Once in a Great City is 385 pages of interwoven tales and facts that gives readers the overall impression of Detroit from the autumn of 1962 to the spring of 1964. Maraniss wanted to shine a light on Detroit in its glory before race riots, declining population, and loss of manufacturing jobs decimated Detroit. In Once in a Great City, cars like the Thunderbird, Mustang and Barracuda were coveted and the country was grooving to Motown tunes from Little Stevie and Smokey Robinson.
I'm a Californian, and aside from knowing that Detroit was a big car town, I knew little of its history. For me, Once in a Great City was an intriguing source of recent history. Maraniss' book is not an all-encompassing history of Detroit; the book gives readers a flavor of some of the stand out people and events from a short but iconic span of time. Like a quilter's pieced together fabrics, Maraniss' overlaid portraits of politicians, musicians and auto executives makes an interesting and intimate tale that reflects the cultural and political issues that were heating up.
Some random facts I found interesting:
Berry Gordy Jr. started Motown with an $800 loan from his family.
MLK rehearsed his "I Have a Dream" speech in Detroit before revising it to the iconic version given in Washington D.C.
Aretha Franklin's father, Rev. C.L. Franklin organized a Walk for Freedom.
Little Stevie (Steve Wonder) was a stage hog.
Ray Charles and Smokey Robinson's relationship
Detroit launched two unsuccessful bids to host the Olympics.

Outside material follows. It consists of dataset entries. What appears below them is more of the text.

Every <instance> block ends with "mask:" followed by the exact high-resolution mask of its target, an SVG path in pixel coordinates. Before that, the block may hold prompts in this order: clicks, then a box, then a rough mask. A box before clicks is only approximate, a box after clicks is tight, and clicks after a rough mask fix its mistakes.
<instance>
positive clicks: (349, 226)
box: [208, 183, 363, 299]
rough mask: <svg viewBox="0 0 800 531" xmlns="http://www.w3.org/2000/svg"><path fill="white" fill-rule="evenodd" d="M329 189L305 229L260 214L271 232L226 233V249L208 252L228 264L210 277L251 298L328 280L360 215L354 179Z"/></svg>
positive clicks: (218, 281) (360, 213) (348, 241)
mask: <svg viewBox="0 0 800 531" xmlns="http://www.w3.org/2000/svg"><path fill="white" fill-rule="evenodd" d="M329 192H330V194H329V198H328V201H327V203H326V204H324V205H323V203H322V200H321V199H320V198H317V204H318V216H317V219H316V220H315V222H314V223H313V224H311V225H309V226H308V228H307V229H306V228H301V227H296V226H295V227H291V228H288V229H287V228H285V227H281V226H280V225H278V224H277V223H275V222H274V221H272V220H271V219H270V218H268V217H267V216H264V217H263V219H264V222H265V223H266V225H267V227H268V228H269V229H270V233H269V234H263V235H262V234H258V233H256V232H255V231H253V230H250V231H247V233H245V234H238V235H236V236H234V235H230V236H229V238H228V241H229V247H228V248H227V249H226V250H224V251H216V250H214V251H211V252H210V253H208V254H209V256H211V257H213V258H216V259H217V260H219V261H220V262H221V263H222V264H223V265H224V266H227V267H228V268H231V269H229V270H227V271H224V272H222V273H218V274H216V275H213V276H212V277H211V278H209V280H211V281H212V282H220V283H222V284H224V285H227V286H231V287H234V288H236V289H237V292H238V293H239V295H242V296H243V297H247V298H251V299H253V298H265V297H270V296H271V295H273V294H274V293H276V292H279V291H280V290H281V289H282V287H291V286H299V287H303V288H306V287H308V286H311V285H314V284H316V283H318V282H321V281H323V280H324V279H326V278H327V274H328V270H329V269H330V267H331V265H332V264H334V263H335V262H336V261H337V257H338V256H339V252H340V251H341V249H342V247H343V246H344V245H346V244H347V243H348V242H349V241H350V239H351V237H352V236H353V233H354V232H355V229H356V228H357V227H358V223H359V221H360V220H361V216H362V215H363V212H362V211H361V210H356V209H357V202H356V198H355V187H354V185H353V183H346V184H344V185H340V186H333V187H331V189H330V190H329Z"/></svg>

The UAW, JFK, Romney, and Ford also have significant and interesting roles in this book. Maraniss covers so many diverse subjects, and the segue between each story was smooth. From the meat packers and gambling football teams on party buses to violent labor groups, police shootings and gambling rings at the Gotham Hotel, Once in a Great City is packed with people and events that eventually influenced the nation both socially and politically.
Once in a Great City
The author's relentlessly nostalgic take on Motown, JFK and the New Frontier, a failed Olympic bid, and the Mustang neatly excises having to deal with the imminent riots, chronic violence, and city corruption that led to the largest municipal bankruptcy in American history 50 years on. As Berry Gordy, Jr., his artists, the auto manufacturers, the middle class who departed showed: their experimental and productive talents created and sustained Motown. Reuther's dwindling UAW and big government cannot re-create the entrepreneurship that made Detroit and, absent that, this book amounts to a maudlin epitaph.